If you want to achieve financial stability, you have to learn how to create a budget and stick to it. In this article, we’ll share some tips to help you create your budget in a way that works best for you. There is no one-size-fits-all plan. Instead, you may have to go through a phase of trials to find what brings you success.
Steps on How to Create a Budget
If you’re new to budgeting and managing your personal finances, here are some easy steps for how to create a budget for beginners.
Take Stock of Your Income
The first step in creating a budget is knowing how much you make. Gather up pay stubs, the previous year’s tax forms, and/or bank statements to help you get an accurate estimation. You specifically want to look at the amount of income you receive after taxes.
List Your Monthly Expenses
Next, list your monthly expenses. As you list these expenses mark which of them are necessities and which are wants. Also, note how much you are putting toward savings. This will come in handy later depending on what budgeting method you use.
Analyze Your Income vs. Your Spending
Based on your income and your expenses, where are you spending too much? Where can you decrease spending, and where are you required to make payments (rent/mortgage, loans, etc.).

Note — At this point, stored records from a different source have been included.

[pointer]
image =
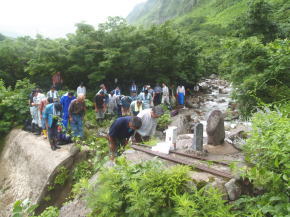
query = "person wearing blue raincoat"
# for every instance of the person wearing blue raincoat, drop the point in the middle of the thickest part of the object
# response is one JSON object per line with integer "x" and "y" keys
{"x": 65, "y": 102}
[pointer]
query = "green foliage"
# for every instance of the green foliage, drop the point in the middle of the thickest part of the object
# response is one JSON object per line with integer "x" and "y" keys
{"x": 257, "y": 21}
{"x": 267, "y": 151}
{"x": 83, "y": 169}
{"x": 258, "y": 71}
{"x": 14, "y": 108}
{"x": 200, "y": 202}
{"x": 62, "y": 176}
{"x": 164, "y": 121}
{"x": 150, "y": 189}
{"x": 23, "y": 208}
{"x": 78, "y": 188}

Are there actions you can take to lower your bills? What percentage of your income goes to each of your savings/debt repayment, necessities, and wants?
How to Create a Budget Plan
There are many tried and true budget plans that you can use when you evaluate how to create a budget for yourself. Here are a couple of ideas:
The 50/30/20 Budgeting Rule
The 50/30/20 budgeting rule advises that 50% of your income goes to mandatory expenses and necessities. Then, 30% goes to your wants, like shopping, streaming services, or dining out. Lastly, the remaining 20% goes to savings and building an emergency fund. If you already have an emergency fund, you can put this 20% toward saving for retirement or paying down debt.
The Envelope System
Dave Ramsey is a popular name among personal finance advisors, and his recommendation for budgeting is that you use the envelope system. After building a budget, you use cash to pay for everything you can. You take that cash, and you separate it into envelopes that are designated for specific expenses.
For instance, if you decide you will spend $150 on groceries every week, then you will place $150 in an envelope and that is the only payment method you will bring with you to the grocery store. That way, you ensure that you stick to your budget.
Once you implement your budget, be sure to stop and see how it’s going. According to CNBC, 74% of people have a budget but 79% of them fail to stick to it. Building financial stability for yourself goes beyond learning how to create a budget; you also must evaluate whether it’s working for you. So, tweak things as you go, and continue to research new methods that may work better for you.